Enrichment Tables Overview

Vector supports multiple enrichment table types:
  • File tables: CSV or other structured files
  • GeoIP tables: MaxMind GeoIP databases
  • MMDB tables: Generic MaxMind database format
Enrichment tables are defined globally and accessed from VRL scripts.

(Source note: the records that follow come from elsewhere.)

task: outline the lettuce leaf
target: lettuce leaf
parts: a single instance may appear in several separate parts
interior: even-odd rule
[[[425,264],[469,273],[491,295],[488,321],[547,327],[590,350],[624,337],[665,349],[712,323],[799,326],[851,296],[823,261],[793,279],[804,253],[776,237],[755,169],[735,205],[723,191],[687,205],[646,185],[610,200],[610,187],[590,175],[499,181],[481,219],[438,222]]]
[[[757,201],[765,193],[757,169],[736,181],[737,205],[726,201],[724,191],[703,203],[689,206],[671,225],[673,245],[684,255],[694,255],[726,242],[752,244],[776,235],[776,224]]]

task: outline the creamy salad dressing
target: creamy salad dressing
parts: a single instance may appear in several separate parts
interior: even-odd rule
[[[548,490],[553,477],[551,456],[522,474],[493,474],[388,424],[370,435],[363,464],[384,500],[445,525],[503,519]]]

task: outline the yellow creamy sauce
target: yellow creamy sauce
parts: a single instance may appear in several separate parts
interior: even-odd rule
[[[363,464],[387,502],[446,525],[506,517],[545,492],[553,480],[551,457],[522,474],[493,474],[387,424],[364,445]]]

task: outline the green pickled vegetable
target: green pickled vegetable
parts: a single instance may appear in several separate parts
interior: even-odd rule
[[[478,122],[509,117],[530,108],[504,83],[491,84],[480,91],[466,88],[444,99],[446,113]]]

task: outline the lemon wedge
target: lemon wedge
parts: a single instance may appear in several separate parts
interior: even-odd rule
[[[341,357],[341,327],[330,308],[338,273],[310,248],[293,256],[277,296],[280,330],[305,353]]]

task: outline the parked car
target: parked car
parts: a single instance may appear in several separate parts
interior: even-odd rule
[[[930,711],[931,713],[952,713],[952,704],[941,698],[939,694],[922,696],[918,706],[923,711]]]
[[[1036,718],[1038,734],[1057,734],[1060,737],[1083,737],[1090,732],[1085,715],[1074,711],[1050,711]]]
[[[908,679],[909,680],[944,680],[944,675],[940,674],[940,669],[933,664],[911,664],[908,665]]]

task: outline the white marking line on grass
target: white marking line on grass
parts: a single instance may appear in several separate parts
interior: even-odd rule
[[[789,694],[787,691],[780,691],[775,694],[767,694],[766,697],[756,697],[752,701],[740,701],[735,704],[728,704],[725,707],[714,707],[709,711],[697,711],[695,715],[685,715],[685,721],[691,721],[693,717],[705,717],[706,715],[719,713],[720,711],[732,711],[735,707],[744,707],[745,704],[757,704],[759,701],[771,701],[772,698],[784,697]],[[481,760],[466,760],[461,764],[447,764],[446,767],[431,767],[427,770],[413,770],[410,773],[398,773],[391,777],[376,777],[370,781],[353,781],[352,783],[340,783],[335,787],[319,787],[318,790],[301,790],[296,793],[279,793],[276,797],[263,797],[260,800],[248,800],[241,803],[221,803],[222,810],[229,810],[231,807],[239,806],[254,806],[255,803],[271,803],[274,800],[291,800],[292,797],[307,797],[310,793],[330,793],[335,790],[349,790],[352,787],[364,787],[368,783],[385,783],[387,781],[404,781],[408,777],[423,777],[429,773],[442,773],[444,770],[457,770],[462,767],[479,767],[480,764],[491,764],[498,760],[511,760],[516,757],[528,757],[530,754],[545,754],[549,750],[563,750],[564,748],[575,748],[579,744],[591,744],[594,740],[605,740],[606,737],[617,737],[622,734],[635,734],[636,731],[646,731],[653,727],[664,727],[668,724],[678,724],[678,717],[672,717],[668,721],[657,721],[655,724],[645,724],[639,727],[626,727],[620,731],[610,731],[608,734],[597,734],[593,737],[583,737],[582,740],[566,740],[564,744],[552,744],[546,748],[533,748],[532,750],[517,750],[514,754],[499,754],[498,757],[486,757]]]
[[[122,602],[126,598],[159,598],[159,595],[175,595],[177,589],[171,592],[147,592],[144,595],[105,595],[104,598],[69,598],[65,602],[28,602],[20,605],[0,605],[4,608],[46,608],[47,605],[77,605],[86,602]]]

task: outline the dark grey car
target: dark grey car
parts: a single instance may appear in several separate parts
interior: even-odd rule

Setting Up Enrichment Tables

File-Based Enrichment

File-based enrichment tables load data from CSV or structured files.
1

Create your enrichment data file

Create a CSV file with your enrichment data:
# services.csv
service_id,service_name,team,cost_center
srv-001,web-frontend,platform,CC-1001
srv-002,api-gateway,backend,CC-1002
srv-003,user-service,backend,CC-1002
srv-004,payment-service,finance,CC-1003
2

Configure the enrichment table

Add the table to your Vector configuration:
# Global enrichment table configuration
[enrichment_tables.services]
  type = "file"
  file.path = "/etc/vector/services.csv"
  file.encoding.type = "csv"
  
  # Optional: Define schema
  schema.service_id = "string"
  schema.service_name = "string"
  schema.team = "string"
  schema.cost_center = "string"
3

Use the table in VRL

Query the table from your remap transform:
# Enrich event with service information
service_data = get_enrichment_table_record!(
  "services",
  { "service_id": .service_id }
)

.service_name = service_data.service_name
.team = service_data.team
.cost_center = service_data.cost_center

GeoIP Enrichment

GeoIP enrichment adds geographic information based on IP addresses.
1

Download GeoIP database

Obtain a MaxMind GeoIP database (GeoLite2 or commercial):
# Download GeoLite2 City database
wget https://git.io/GeoLite2-City.mmdb -O /etc/vector/GeoLite2-City.mmdb
2

Configure GeoIP table

[enrichment_tables.geoip]
  type = "geoip"
  path = "/etc/vector/GeoLite2-City.mmdb"
3

Enrich with geographic data

# Lookup IP address
geo = get_enrichment_table_record!(
  "geoip",
  { "ip": .client_ip }
)

# Add geographic fields
.geo.city = geo.city_name
.geo.country = geo.country_name
.geo.country_code = geo.country_code
.geo.continent = geo.continent_code
.geo.latitude = geo.latitude
.geo.longitude = geo.longitude
.geo.timezone = geo.timezone
.geo.postal_code = geo.postal_code

Enrichment Table Functions

VRL provides two functions for querying enrichment tables:

get_enrichment_table_record

Returns a single record that matches the condition:
# Get single record
user_info = get_enrichment_table_record!(
  "users",
  { "user_id": .user_id }
)

.user_name = user_info.name
.user_email = user_info.email
Error handling:
# Handle missing records
user_info, err = get_enrichment_table_record(
  "users",
  { "user_id": .user_id }
)

if err == null {
  .user_name = user_info.name
} else {
  .user_name = "unknown"
  log("User not found: " + .user_id, level: "warn")
}

find_enrichment_table_records

Returns all records that match the condition:
# Find multiple records
matching_services = find_enrichment_table_records!(
  "services",
  { "team": .team_name }
)

# Extract service names
.team_services = map_values(matching_services) -> |value| {
  value.service_name
}

.service_count = length(matching_services)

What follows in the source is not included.